Monday, March 5, 2018
The Kentucky Senate passed a comprehensive med mal reform bill on Thursday, and now it heads to the state House. The bill would do a number of things:
Among its many provisions, Senate Bill 20 would require medical malpractice lawsuits to contain an affidavit of merit. That’s a document stating that at least one doctor agrees the claim has merit.
A medical review panel opinion in favor of a patient would fulfill the affidavit of merit requirement. Senate Bill 4 from 2017 created panels of experts to review claims of medical error or neglect. If the medical review panel finds in favor of the medical provider, however, the patient would still have to get an affidavit of merit to advance to court.
A second provision would impose contingency caps on attorney fees in medical malpractice cases. An amendment would set those caps at no more than 33 percent of any awarded damages.
A third provision is known as the “I’m sorry” clause. It would allow health care workers to express condolences or apologies to patients or families without fear of having those words used against them in a lawsuit.
A fourth would regulate fees for copying medical records. An amendment included an exemption from medical record copying fees for pro bono and Social Security disability cases.
The Ohio County Monitor has the story.
Saturday, March 3, 2018
In the early 1990s, Louisiana adopted a med mal cap of $500,000, which has never been adjusted for inflation. The cap does not apply to "future medical expenses." State senators are debating whether the cap should be raised.
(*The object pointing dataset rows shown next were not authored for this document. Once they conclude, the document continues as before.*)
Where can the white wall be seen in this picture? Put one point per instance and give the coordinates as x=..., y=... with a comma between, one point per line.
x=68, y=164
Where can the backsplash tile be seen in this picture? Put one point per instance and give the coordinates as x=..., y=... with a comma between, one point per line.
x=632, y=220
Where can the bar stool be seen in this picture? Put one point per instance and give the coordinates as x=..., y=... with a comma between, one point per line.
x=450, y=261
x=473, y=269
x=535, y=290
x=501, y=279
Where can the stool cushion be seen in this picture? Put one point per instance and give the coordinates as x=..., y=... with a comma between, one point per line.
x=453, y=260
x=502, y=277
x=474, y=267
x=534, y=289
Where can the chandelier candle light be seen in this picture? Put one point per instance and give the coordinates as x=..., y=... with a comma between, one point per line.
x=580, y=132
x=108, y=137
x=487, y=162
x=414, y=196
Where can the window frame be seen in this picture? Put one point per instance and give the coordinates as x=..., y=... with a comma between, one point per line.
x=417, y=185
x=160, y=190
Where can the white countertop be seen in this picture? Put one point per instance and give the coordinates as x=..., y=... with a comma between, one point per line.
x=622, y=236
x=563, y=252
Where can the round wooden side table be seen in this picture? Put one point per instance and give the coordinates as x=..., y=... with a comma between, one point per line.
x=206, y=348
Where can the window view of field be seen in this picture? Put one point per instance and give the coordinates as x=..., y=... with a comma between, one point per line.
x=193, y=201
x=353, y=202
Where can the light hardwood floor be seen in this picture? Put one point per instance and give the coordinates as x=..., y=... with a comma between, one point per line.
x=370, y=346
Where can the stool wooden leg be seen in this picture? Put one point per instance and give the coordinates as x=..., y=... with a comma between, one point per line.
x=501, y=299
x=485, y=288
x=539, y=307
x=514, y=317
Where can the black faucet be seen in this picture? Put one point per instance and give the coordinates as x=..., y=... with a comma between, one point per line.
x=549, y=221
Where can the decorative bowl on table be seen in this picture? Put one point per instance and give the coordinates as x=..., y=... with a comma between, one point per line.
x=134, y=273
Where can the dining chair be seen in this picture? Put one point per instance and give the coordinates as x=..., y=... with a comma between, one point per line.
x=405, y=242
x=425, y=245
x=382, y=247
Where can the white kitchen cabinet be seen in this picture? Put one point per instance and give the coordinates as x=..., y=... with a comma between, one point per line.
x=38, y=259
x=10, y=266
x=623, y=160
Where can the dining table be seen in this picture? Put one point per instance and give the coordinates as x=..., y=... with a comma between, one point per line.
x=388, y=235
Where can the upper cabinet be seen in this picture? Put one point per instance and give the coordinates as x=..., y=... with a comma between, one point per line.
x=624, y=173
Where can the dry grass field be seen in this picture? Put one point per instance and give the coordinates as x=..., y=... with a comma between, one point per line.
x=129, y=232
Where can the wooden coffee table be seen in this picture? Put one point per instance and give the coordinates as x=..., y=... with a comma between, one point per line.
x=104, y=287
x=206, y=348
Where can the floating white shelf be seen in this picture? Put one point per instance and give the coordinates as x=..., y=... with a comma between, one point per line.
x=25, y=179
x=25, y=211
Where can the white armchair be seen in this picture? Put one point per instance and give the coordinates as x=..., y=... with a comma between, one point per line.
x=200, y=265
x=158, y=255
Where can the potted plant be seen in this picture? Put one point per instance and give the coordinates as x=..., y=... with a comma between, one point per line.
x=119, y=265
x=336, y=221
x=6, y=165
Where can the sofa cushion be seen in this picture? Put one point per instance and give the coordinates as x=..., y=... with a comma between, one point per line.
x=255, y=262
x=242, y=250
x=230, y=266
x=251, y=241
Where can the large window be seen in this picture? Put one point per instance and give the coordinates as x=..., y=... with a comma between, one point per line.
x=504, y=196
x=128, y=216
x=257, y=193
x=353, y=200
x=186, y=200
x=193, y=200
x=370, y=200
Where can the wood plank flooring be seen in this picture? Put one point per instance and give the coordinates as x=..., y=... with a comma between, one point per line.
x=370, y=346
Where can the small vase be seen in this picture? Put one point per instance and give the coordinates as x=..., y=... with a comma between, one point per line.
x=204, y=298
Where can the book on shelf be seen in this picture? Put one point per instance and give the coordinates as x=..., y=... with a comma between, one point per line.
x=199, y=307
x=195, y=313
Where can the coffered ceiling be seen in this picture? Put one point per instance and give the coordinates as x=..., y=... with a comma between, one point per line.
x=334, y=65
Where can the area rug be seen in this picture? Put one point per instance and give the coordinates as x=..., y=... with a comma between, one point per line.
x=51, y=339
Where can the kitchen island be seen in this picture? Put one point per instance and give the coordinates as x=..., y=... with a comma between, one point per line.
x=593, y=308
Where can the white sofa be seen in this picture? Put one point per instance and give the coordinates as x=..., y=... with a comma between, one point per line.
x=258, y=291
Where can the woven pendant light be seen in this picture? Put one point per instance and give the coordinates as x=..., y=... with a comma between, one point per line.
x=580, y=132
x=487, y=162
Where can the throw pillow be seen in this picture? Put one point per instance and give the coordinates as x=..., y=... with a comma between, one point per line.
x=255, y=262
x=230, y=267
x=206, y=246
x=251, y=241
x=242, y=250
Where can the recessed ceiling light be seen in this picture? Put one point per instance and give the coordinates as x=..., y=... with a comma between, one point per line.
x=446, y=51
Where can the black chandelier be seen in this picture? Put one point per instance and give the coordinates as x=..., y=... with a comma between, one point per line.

Bossier Press-Tribune Online has the story.
Friday, March 2, 2018
Benjamin McMichael & Kip Viscusi have posted to SSRN Taming Blockbuster Punitive Damage Awards. The abstract provides:
Blockbuster punitive damages awards, i.e., those awards exceeding $100 million, attract attention based on their sheer size. While there have been fewer such awards in the last decade, they remain an important presence in the legal landscape. Taking notice of these and other large punitive damages awards, courts and state policymakers have taken steps to both constrain them and render them more predictable. States have enacted punitive damages caps to limit the amount of punitive damages courts can award, but these caps often contain a number of exceptions and apply only to damages under a specific state’s law. At a broader level, the Supreme Court has announced a general limitation on punitive damages under the Due Process Clause of the Fourteenth Amendment, which applies to all cases and contains very few exceptions. Under State Farm v. Campbell, punitive damages awards that exceed the accompanying compensatory award by more than a factor of ten will generally violate due process. However, this limit is substantially higher than the punitive damages caps that some states have put in place.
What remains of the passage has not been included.